Insulin injections are given from one to four times per day according to the individuals, by means of a single-use syringe, or with a reloadable insulin pen. They may also be given automatically and continuously using an insulin pump, a device worn at the waist and equipped with a catheter fixed under the skin. Insulin injections must be given in the subcutaneous tissue (hypodermis). An intra-muscular injection would cause the insulin to act too quickly, risking hypoglycemia, while too superficial an injection would cause the insulin to act too slowly, resulting in hyperglycemia.



Living with diabetes

If you have diabetes, you must take a number of daily precautions in order to prevent the complications connected with the disease. The main recommendations consist in properly controlling your glycemia and adopting a healthy lifestyle.


  • Scrupulously follow your treatments

    Regularly monitor your glycemia and respect your medication by adapting it to different situations: sports, travel, diet, etc.


  • Adopt a healthy diet

    Have your meals and snacks at regular hours and maintain a healthy weight by eating in a balanced and diversified manner. Give preference to foods rich in fiber (vegetables, whole grains, legumes) and foods low in fats, salt and sugar.
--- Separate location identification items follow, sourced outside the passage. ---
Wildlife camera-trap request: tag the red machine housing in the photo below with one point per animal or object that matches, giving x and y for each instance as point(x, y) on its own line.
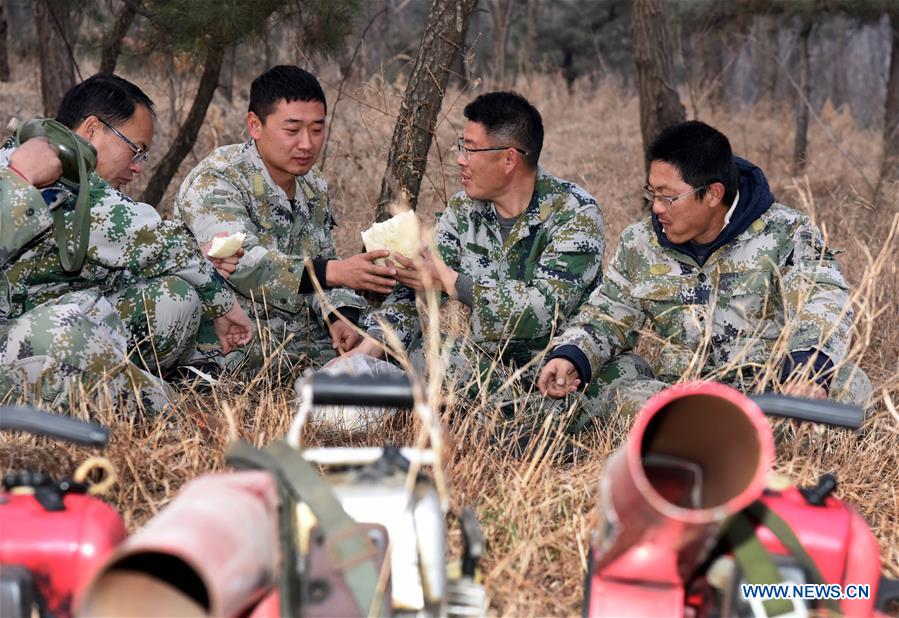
point(836, 537)
point(698, 454)
point(61, 549)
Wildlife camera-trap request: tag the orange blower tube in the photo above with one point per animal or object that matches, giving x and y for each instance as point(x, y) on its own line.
point(212, 552)
point(698, 453)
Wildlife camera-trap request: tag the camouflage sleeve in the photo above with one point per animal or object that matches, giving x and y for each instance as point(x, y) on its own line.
point(815, 296)
point(607, 323)
point(530, 306)
point(23, 214)
point(398, 311)
point(212, 204)
point(131, 236)
point(337, 298)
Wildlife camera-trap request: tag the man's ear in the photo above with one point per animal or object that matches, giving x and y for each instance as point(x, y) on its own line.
point(512, 161)
point(254, 125)
point(87, 127)
point(716, 194)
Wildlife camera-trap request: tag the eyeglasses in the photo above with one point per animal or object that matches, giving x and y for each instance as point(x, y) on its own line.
point(140, 155)
point(667, 200)
point(466, 151)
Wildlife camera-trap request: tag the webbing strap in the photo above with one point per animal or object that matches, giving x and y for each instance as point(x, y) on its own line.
point(781, 529)
point(756, 563)
point(352, 549)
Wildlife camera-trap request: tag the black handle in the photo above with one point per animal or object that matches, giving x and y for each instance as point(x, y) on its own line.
point(367, 390)
point(87, 433)
point(473, 544)
point(814, 410)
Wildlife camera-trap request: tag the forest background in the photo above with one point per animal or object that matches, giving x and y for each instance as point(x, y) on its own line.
point(807, 89)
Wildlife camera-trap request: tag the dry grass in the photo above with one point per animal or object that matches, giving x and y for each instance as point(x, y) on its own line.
point(536, 512)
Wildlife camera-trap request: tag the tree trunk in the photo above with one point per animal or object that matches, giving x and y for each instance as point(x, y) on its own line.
point(766, 28)
point(529, 52)
point(187, 134)
point(54, 39)
point(800, 145)
point(501, 11)
point(660, 105)
point(414, 130)
point(4, 44)
point(112, 42)
point(226, 80)
point(890, 169)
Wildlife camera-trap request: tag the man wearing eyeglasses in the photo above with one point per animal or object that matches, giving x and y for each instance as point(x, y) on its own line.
point(518, 247)
point(268, 189)
point(149, 272)
point(730, 285)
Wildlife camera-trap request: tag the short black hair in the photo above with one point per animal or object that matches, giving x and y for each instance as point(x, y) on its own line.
point(286, 82)
point(701, 154)
point(104, 95)
point(509, 116)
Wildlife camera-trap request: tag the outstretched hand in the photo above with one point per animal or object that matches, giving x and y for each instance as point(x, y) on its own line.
point(233, 328)
point(558, 379)
point(224, 266)
point(360, 273)
point(427, 272)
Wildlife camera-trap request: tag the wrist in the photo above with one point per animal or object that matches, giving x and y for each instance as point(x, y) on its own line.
point(18, 172)
point(334, 273)
point(448, 278)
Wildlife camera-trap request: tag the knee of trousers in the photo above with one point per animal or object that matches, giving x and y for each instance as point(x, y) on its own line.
point(172, 302)
point(169, 306)
point(61, 340)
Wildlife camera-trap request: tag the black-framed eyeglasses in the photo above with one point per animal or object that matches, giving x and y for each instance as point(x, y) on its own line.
point(666, 200)
point(465, 151)
point(140, 155)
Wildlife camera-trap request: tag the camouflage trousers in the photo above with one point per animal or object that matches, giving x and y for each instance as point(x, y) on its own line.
point(162, 316)
point(281, 342)
point(77, 341)
point(627, 382)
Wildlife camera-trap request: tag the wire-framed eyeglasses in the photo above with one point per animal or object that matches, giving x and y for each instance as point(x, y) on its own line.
point(465, 151)
point(140, 155)
point(666, 200)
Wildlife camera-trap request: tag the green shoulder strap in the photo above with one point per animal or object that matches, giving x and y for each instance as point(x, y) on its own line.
point(350, 543)
point(78, 159)
point(757, 563)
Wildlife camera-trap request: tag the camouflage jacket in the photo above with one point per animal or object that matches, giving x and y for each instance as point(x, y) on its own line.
point(128, 242)
point(775, 280)
point(232, 191)
point(525, 287)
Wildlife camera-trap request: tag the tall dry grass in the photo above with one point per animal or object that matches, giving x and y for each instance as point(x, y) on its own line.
point(536, 511)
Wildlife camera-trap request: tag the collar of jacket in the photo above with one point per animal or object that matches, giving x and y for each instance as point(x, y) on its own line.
point(539, 209)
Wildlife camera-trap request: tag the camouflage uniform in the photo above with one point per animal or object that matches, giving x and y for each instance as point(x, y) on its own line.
point(74, 340)
point(523, 288)
point(772, 291)
point(232, 191)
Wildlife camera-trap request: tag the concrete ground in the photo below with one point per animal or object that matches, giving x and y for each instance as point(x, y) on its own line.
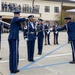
point(53, 61)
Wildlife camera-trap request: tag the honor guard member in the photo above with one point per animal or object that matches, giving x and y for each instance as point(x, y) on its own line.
point(13, 40)
point(70, 27)
point(47, 33)
point(55, 32)
point(2, 25)
point(30, 37)
point(40, 36)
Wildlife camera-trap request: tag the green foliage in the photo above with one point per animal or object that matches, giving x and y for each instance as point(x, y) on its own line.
point(61, 17)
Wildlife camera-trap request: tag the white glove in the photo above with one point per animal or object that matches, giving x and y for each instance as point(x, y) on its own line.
point(48, 32)
point(51, 29)
point(25, 27)
point(56, 32)
point(26, 39)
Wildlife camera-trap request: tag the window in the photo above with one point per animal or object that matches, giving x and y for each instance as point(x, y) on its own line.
point(47, 8)
point(56, 9)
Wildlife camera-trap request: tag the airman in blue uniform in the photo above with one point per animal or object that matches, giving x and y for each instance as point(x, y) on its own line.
point(2, 25)
point(55, 32)
point(40, 36)
point(13, 40)
point(30, 37)
point(47, 33)
point(70, 27)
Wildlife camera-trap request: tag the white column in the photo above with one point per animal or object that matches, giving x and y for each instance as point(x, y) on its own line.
point(0, 4)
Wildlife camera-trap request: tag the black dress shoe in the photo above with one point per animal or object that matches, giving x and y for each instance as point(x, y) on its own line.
point(16, 71)
point(11, 71)
point(0, 58)
point(49, 44)
point(31, 60)
point(72, 62)
point(39, 54)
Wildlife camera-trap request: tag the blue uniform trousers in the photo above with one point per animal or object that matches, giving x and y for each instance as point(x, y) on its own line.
point(73, 49)
point(55, 38)
point(0, 41)
point(40, 45)
point(14, 54)
point(30, 49)
point(47, 37)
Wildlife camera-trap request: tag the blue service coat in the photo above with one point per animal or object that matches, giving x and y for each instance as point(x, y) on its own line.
point(70, 27)
point(40, 30)
point(40, 36)
point(28, 32)
point(46, 27)
point(14, 28)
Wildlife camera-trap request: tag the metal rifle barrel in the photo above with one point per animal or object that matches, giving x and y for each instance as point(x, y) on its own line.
point(4, 22)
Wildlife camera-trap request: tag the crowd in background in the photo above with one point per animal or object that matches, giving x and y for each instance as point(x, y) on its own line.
point(25, 8)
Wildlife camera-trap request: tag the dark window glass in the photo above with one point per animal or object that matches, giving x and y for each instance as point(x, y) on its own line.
point(56, 9)
point(47, 8)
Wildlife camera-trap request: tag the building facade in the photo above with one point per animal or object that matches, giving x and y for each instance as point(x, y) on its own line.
point(45, 9)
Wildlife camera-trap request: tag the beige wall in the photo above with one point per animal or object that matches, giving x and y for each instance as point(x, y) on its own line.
point(51, 16)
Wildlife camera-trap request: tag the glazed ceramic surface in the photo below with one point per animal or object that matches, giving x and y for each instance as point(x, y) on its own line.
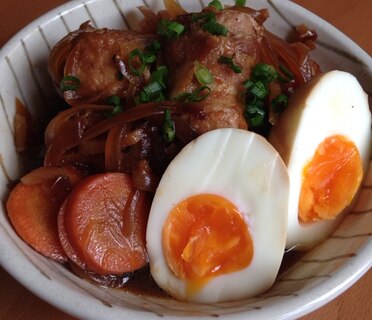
point(308, 282)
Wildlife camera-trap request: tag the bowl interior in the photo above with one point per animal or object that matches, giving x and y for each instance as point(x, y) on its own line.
point(307, 281)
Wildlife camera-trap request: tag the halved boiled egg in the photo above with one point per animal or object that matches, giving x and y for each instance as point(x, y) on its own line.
point(324, 137)
point(217, 225)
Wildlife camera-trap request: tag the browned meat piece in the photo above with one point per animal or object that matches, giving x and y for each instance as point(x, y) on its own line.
point(224, 106)
point(99, 59)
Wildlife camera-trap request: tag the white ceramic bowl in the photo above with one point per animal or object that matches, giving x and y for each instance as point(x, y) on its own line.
point(319, 276)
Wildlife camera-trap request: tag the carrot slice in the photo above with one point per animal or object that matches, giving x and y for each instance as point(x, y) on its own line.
point(65, 242)
point(33, 206)
point(105, 222)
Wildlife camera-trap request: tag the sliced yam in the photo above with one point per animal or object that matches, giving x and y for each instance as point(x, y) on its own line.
point(33, 206)
point(105, 224)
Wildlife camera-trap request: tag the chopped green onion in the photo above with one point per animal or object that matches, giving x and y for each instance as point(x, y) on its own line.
point(120, 76)
point(201, 93)
point(116, 102)
point(216, 4)
point(264, 72)
point(240, 3)
point(149, 57)
point(289, 75)
point(279, 103)
point(160, 75)
point(154, 47)
point(215, 28)
point(69, 83)
point(202, 73)
point(259, 90)
point(230, 63)
point(136, 54)
point(256, 88)
point(169, 130)
point(170, 29)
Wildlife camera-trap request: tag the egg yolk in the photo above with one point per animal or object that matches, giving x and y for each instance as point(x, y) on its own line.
point(204, 236)
point(330, 180)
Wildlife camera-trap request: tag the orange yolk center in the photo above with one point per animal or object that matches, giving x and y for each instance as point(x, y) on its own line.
point(330, 180)
point(205, 236)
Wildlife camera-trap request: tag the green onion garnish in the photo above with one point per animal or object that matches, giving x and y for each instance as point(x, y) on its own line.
point(169, 130)
point(259, 90)
point(216, 4)
point(264, 72)
point(136, 62)
point(154, 47)
point(69, 83)
point(279, 103)
point(170, 29)
point(120, 76)
point(201, 93)
point(230, 63)
point(202, 73)
point(160, 75)
point(289, 75)
point(116, 102)
point(240, 3)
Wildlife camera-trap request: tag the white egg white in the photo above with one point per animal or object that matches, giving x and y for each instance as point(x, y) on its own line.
point(245, 169)
point(331, 104)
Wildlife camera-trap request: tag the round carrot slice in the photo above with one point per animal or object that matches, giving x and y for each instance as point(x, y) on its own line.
point(33, 206)
point(105, 220)
point(65, 242)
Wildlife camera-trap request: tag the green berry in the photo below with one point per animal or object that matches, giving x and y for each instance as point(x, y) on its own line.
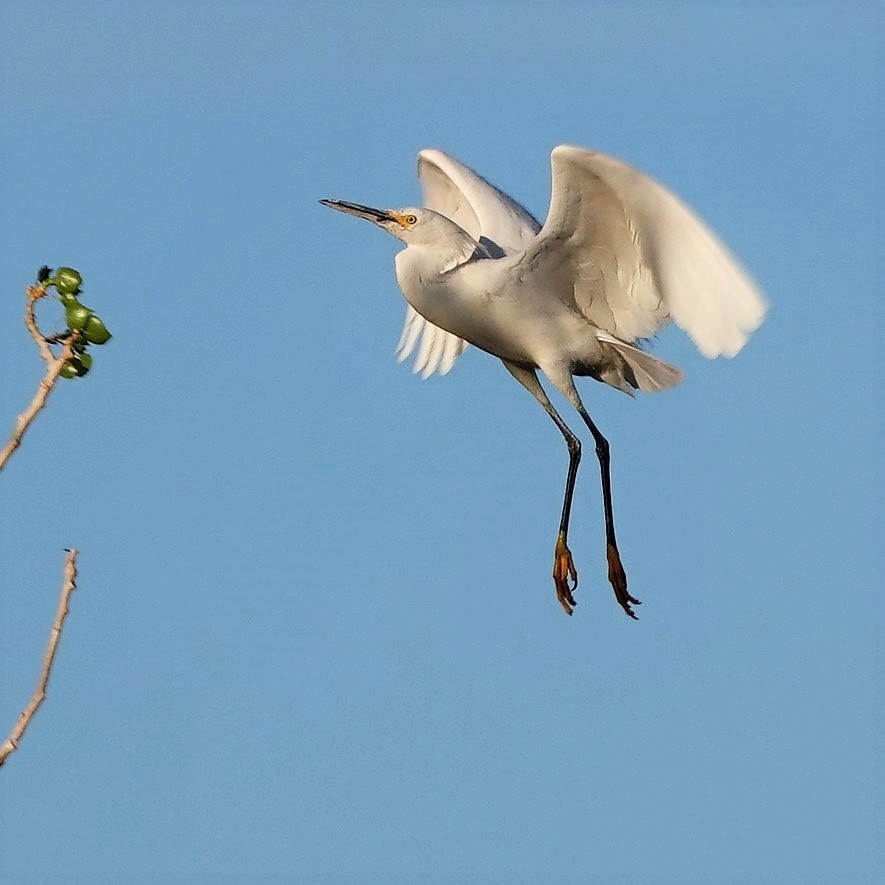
point(95, 330)
point(67, 281)
point(71, 369)
point(76, 315)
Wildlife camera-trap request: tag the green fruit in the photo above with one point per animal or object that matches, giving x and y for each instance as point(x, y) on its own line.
point(71, 369)
point(95, 330)
point(76, 315)
point(67, 281)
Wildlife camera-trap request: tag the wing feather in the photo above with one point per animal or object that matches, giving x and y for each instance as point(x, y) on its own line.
point(630, 256)
point(437, 350)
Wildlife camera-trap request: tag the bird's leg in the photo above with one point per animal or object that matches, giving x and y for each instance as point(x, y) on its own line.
point(565, 575)
point(616, 575)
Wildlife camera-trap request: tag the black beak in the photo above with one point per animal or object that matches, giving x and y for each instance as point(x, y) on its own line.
point(377, 215)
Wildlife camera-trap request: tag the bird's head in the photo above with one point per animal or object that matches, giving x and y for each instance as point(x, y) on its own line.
point(413, 226)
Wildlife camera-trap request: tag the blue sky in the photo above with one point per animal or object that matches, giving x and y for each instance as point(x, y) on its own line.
point(315, 638)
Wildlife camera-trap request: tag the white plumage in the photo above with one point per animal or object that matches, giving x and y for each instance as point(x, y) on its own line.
point(617, 258)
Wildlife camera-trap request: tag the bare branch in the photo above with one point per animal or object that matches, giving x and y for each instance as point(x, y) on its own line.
point(69, 584)
point(54, 366)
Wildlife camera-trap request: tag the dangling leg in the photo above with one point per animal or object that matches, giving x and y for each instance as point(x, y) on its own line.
point(563, 566)
point(616, 575)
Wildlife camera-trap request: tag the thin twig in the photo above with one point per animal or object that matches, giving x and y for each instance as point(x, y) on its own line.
point(54, 366)
point(69, 584)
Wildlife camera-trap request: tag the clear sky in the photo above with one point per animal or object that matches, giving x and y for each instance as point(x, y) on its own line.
point(316, 638)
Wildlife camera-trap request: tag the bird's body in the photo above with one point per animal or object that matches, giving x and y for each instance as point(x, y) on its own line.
point(616, 259)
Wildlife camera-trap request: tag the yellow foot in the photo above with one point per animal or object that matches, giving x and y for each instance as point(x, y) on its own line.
point(618, 579)
point(563, 569)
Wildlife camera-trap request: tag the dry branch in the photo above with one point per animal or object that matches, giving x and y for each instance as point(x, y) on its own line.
point(69, 584)
point(54, 366)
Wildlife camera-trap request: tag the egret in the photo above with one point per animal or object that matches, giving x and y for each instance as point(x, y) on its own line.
point(618, 257)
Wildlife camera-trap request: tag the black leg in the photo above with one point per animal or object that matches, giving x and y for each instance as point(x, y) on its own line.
point(565, 575)
point(616, 574)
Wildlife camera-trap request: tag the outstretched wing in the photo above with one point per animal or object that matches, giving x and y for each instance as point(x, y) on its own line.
point(630, 256)
point(489, 216)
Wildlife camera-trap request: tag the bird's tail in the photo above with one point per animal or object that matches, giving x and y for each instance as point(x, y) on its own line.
point(637, 369)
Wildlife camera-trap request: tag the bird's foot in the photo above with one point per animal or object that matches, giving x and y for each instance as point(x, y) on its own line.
point(563, 569)
point(618, 580)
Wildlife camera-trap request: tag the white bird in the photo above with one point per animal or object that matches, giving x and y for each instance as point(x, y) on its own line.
point(618, 257)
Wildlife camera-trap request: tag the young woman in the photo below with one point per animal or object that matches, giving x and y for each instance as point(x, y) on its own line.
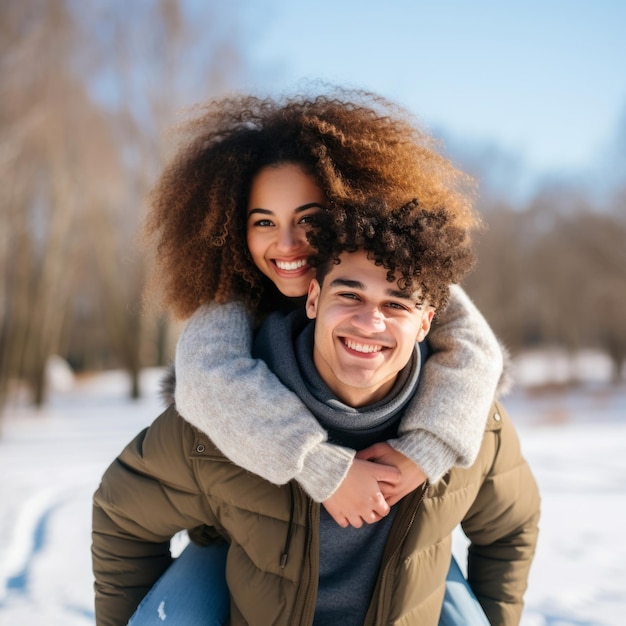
point(229, 219)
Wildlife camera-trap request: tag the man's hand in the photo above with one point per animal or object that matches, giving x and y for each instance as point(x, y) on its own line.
point(411, 476)
point(359, 498)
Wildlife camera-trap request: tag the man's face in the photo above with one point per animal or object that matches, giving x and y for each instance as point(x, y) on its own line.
point(365, 329)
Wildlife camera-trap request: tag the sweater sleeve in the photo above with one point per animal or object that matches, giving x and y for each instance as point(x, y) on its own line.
point(240, 404)
point(444, 423)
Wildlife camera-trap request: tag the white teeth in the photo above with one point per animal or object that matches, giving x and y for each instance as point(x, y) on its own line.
point(361, 347)
point(291, 266)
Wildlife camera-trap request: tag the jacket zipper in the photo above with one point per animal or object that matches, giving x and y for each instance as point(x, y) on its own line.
point(306, 608)
point(383, 600)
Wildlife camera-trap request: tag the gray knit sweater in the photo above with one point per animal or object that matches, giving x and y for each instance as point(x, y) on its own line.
point(265, 428)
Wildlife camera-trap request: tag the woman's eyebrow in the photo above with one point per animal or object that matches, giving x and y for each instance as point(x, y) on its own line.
point(310, 205)
point(300, 209)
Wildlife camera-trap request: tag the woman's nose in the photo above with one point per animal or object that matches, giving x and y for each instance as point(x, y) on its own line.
point(287, 239)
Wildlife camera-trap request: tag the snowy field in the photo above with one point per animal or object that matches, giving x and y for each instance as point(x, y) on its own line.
point(51, 462)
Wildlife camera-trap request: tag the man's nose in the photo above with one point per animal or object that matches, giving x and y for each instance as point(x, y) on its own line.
point(369, 318)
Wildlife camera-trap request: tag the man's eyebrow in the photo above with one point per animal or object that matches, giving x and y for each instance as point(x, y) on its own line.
point(346, 282)
point(355, 284)
point(299, 209)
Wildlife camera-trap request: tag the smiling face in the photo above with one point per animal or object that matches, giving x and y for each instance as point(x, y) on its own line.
point(365, 329)
point(283, 201)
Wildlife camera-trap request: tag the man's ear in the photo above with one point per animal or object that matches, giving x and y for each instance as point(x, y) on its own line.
point(427, 318)
point(312, 299)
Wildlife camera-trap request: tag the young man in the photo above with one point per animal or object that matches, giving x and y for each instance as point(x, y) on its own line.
point(355, 367)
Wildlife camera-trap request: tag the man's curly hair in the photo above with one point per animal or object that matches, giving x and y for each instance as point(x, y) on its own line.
point(356, 146)
point(420, 248)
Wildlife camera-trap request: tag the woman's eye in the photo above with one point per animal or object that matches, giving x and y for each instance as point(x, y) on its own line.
point(263, 223)
point(307, 220)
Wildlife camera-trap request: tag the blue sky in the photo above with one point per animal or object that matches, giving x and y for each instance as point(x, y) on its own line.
point(545, 80)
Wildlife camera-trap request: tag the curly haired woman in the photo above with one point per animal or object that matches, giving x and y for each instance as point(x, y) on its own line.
point(235, 221)
point(207, 222)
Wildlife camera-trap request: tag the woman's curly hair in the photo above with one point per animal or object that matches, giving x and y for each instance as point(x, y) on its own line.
point(355, 144)
point(420, 248)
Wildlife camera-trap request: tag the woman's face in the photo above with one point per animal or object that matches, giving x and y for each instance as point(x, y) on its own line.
point(282, 204)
  • Engage in a regular physical activity

    By engaging in a physical activity, particularly an endurance activity, you will be able to better control your glycemia. It is important, however, to pay particular attention to your feet by wearing the appropriate shoes. Also make sure to eat enough before and after the sport, to adapt your glycemic monitoring and your injections, and to have sugar on hand to counter hypoglycemia.



  • Adopt proper oral hygiene

    Diabetes promotes the production of dental plaque and thus the destruction of the support tissues of the teeth (periodontitis), specifically when glycemia is poorly controlled. In addition, a dental infection may, in turn, interfere with the regulation of glycemia. It is therefore important that you adopt good oral hygiene, in addition to controlling your glycemia.



  • Take care of your feet

    Diabetes promotes the development of ulcers. Clean and moisturize your feet regularly. Pumice callouses, file your nails. Avoid walking with bare feet. Wear clean and dry socks as well as comfortable shoes, being careful that they do not contain any harmful object (pebbles, twigs, etc.). Examine your feet daily and meticulously. In case of a minor lesion, wash, bandage and monitor it. If there is an infection (redness, swelling, presence of pus) or in case of a more serious injury, consult a doctor immediately.



  • Plan ahead when traveling

    Travel only if your diabetes is under control and if you are not suffering from any disabling complication. Prepare for your trip carefully, specifically by consulting your doctor and informing yourself about the health conditions and medical resources in your destination country. Be vigilant about your treatment, your diet, etc.



  • Have eye, blood and urine tests annually and monitor your blood pressure

    Regular tests permit the immediate treatment of any damage.



  • Limit your alcohol consumption to one glass per day, at meal time.